October 2013
I’ve been in shock all month which explains why I’ve waited until the 16th to write this blog and frankly, I’m still extremely shaky.
The source of this overwhelming anxiety is my son Jared and his lovely girlfriend Brooke who are getting married in December. They made this joyous announcement some time ago and I assumed I would merely fill a minor role in their love fiesta. Perhaps I’d be walking down the aisle arm in arm with the ex factor, my mother or possibly someone’s pet monkey.
Incorrect, wrong and no way. I was recently told that after much deliberation the happy couple had decided I should be the “officiant” at their wedding. I was unfamiliar with this term, but am always thrilled to learn the meaning of a new word or phrase. For example, do you know a group of rhinoceros are known as a crash? That, my friends, is conversational gold.
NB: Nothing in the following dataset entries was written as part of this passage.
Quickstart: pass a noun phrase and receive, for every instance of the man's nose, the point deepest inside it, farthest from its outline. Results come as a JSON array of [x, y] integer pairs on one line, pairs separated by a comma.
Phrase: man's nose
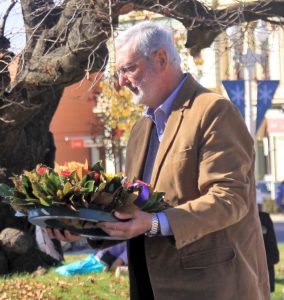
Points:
[[122, 79]]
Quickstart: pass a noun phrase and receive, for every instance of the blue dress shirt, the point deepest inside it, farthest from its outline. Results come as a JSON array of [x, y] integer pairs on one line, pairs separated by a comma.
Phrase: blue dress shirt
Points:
[[159, 116]]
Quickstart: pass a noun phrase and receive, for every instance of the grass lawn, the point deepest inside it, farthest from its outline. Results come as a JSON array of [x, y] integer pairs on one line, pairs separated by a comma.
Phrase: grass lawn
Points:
[[279, 269], [97, 286]]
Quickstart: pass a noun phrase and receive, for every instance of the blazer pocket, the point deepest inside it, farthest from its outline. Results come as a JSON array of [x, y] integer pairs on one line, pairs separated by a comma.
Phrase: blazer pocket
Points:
[[208, 259], [182, 154]]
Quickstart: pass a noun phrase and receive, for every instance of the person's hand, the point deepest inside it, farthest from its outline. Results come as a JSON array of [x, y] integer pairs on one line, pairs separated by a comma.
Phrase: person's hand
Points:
[[66, 236], [117, 263], [138, 223]]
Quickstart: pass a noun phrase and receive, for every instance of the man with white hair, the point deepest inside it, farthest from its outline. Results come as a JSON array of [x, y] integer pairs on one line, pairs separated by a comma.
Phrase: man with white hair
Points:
[[193, 145]]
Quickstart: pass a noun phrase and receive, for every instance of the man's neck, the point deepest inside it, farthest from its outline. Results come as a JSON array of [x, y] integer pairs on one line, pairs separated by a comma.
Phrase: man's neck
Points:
[[171, 83]]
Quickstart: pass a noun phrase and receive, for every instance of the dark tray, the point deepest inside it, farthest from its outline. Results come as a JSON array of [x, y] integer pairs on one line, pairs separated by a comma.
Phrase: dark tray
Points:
[[75, 221]]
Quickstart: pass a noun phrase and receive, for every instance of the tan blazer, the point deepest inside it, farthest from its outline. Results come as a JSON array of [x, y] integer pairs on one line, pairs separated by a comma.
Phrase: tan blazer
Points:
[[205, 165]]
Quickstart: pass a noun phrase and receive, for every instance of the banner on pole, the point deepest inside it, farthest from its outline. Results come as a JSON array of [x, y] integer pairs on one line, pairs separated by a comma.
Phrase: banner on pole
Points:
[[265, 92], [236, 92]]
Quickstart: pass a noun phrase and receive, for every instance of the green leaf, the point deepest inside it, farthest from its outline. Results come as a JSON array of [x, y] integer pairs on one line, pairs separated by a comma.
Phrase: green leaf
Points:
[[39, 192], [67, 188], [90, 186], [97, 167], [5, 190]]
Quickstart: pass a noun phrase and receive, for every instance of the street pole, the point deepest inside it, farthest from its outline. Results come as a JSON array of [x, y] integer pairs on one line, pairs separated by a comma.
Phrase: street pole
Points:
[[248, 61]]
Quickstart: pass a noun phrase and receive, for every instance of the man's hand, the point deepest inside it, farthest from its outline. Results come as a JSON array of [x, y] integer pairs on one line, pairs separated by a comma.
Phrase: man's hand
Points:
[[67, 236], [139, 223], [117, 263]]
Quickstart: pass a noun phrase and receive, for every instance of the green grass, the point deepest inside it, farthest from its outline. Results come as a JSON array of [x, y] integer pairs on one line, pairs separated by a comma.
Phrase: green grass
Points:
[[279, 270], [95, 286], [98, 286]]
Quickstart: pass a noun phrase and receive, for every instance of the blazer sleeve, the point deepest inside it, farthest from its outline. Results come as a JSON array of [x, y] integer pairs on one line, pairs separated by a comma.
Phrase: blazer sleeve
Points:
[[225, 176]]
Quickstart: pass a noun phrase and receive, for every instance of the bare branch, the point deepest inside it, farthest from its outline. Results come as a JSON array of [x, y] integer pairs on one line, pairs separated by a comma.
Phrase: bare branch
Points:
[[6, 14]]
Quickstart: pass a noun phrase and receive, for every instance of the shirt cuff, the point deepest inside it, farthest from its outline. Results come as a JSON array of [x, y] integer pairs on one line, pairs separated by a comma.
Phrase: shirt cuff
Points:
[[165, 226]]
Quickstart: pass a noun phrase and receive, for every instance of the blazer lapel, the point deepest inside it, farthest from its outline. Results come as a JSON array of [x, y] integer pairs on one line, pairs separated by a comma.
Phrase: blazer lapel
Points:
[[187, 93], [137, 148]]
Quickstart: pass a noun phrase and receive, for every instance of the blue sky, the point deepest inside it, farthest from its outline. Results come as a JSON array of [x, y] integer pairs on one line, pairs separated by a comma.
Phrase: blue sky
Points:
[[14, 29]]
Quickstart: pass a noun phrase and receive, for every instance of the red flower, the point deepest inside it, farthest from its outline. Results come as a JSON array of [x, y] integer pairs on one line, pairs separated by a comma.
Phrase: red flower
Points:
[[141, 182], [42, 170], [127, 184], [65, 173], [97, 176]]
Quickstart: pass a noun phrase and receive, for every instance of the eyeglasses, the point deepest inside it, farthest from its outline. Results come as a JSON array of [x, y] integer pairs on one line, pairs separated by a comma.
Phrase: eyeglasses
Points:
[[127, 71]]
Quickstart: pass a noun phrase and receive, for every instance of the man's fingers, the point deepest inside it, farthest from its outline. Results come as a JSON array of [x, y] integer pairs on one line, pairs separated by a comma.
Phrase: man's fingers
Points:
[[123, 216], [71, 237], [113, 228], [67, 236]]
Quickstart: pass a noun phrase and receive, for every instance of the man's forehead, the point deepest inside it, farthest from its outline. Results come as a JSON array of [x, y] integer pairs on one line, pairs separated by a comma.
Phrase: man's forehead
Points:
[[125, 55]]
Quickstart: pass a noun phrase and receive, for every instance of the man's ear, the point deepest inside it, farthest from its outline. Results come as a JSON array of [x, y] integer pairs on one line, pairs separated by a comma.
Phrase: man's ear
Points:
[[162, 58]]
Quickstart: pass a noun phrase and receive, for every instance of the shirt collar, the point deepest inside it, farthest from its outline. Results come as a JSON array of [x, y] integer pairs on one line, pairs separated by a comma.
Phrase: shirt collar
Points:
[[166, 106]]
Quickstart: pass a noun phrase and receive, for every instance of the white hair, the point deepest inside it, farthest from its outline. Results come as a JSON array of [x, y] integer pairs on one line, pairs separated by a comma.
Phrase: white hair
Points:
[[146, 37]]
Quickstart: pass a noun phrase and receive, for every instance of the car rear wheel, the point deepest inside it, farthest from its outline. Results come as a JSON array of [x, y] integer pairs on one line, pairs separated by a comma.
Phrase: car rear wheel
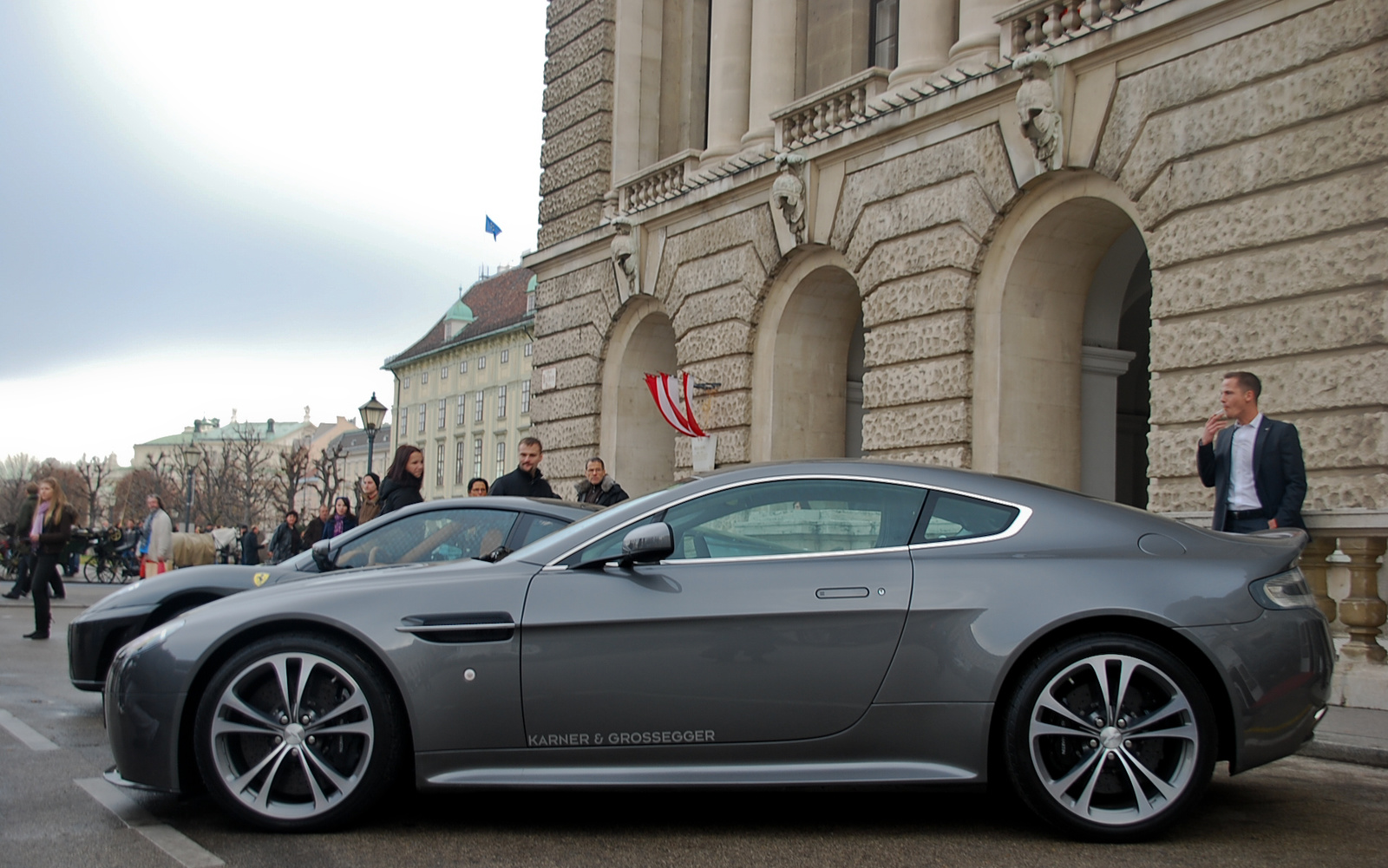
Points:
[[1110, 738], [298, 733]]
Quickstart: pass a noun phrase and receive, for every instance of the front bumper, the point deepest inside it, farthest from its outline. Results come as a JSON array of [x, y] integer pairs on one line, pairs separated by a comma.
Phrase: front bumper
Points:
[[1276, 671], [94, 641]]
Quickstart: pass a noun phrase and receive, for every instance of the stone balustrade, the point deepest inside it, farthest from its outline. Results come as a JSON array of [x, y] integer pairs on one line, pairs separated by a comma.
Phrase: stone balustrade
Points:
[[828, 111], [657, 182], [1038, 23]]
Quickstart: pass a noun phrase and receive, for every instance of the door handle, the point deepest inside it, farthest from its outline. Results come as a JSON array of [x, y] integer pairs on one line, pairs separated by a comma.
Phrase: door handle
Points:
[[837, 594]]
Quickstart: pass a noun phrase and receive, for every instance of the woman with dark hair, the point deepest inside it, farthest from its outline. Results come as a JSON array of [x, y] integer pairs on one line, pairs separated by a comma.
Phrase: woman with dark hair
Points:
[[370, 506], [404, 479], [340, 522], [49, 532]]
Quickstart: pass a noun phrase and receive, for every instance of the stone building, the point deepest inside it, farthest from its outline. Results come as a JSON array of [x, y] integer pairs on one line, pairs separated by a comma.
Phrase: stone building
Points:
[[1022, 238], [462, 391]]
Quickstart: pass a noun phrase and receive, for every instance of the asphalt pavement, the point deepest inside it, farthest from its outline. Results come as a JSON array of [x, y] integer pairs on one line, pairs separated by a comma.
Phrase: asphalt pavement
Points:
[[56, 809]]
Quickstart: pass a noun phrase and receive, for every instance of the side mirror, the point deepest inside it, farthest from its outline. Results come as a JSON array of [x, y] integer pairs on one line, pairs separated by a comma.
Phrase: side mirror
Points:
[[647, 544], [323, 559]]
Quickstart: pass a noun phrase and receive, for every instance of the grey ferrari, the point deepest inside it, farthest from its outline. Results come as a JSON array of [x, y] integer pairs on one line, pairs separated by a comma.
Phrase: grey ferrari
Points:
[[816, 623]]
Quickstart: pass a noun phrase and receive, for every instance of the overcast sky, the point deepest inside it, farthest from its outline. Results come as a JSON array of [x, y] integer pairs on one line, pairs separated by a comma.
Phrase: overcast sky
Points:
[[213, 206]]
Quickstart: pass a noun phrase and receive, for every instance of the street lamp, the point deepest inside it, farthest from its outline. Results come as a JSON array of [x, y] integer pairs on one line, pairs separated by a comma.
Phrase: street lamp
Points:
[[372, 414], [191, 456]]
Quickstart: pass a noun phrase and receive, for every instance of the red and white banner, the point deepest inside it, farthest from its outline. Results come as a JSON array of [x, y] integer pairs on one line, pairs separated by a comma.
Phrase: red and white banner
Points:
[[684, 423]]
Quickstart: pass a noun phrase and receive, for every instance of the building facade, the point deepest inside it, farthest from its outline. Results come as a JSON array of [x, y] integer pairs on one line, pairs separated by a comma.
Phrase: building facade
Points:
[[1020, 238], [462, 391]]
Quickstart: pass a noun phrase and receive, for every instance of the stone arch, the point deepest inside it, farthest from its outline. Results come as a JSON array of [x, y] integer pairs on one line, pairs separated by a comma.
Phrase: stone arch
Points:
[[809, 349], [636, 444], [1050, 300]]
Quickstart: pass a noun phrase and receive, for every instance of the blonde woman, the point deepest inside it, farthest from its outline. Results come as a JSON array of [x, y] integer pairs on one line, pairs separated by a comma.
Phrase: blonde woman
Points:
[[49, 532]]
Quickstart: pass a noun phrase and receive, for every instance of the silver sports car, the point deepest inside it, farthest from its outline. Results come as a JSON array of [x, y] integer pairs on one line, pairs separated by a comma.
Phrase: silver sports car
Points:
[[816, 623]]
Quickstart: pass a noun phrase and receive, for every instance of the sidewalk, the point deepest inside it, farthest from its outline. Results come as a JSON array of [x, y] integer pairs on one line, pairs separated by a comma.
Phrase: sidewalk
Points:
[[1351, 735]]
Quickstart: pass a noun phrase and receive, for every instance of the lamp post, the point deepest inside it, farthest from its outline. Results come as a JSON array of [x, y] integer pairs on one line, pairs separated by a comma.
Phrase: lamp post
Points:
[[191, 456], [372, 414]]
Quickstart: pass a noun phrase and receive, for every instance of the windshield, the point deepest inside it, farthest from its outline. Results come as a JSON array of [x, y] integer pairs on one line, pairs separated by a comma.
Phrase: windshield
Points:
[[580, 530]]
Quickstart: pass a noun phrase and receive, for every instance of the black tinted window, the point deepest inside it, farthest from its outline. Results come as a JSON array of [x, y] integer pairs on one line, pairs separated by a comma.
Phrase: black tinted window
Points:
[[958, 518]]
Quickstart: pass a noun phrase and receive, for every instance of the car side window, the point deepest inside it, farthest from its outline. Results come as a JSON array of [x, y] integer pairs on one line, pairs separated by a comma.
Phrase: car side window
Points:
[[428, 537], [959, 518], [795, 516]]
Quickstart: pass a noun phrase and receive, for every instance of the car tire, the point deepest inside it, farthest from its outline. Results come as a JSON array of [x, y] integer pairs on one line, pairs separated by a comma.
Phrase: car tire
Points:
[[1110, 738], [298, 733]]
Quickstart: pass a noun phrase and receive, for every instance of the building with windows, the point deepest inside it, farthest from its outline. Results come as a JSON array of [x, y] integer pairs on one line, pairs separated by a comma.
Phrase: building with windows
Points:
[[1019, 238], [462, 391]]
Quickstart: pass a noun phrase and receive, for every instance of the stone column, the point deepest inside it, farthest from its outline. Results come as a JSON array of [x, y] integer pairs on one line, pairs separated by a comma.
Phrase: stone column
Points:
[[925, 30], [1364, 611], [980, 36], [729, 75], [774, 69], [1315, 567]]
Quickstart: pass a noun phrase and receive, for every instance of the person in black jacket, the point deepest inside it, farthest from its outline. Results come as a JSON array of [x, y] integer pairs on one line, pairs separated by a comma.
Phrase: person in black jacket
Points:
[[527, 480], [597, 486], [49, 532], [1253, 462], [403, 480]]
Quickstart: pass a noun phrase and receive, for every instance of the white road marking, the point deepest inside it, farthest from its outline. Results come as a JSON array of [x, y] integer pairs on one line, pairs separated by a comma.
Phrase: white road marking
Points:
[[185, 851], [25, 733]]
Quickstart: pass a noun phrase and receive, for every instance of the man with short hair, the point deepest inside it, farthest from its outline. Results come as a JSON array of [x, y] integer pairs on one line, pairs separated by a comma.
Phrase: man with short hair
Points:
[[1253, 462], [527, 480]]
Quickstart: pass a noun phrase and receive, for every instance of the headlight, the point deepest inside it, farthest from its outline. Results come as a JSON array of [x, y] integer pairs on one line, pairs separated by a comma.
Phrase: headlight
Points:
[[150, 638], [1283, 591]]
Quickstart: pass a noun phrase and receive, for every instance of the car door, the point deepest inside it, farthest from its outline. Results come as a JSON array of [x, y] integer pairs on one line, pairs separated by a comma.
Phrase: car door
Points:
[[775, 618]]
I was informed that an officiant is “someone who officiates (i.e. leads) at a service or ceremony, such as marriage, burial, or namegiving/baptism.”
Genius! Who better to preside at a wedding than me? Well, Bozo The Clown, but he was apparently booked. It just so happens I am the personification of eternal love and I’ve got the ex-wives and countless bitter, enraged former girlfriends to prove it.
Most people are deathly afraid of public speaking…not me! I love public speaking – what I’m terrified of is public listening.
People have asked if it will be a religious ceremony. I explain my son is Jewish through me and Methodist via his mother and so the act of his conception was by a Jew on Meth. HELLO!!!
Brooke was raised in a fundamentalist church with the emphasis on fun. It was an ultra-traditional God-fearing church with a zany twist – the pastor only handled rubber snakes.
So I see this ceremony as anything goes. Squirting boutonniere for the best man? You betcha. I’m seriously considering hitting the maid of honor with a pie. The challenge for me is to honor the fact that two wonderful young people very much in love are counting on me to bless and sanctify their union and balance that with the reality that they’ve chosen an absolute idiot to marry them. By the power vested in me I think I’ll give both of them powerful vests.
Wondering where your Blanket Of The Month is? Right here, little buddies. From my own collection is this absolutely pristine Hamilton Blanket manufactured by Shuler & Benninghofen c. 1910. With this blanket I do wed and I may now kiss myself.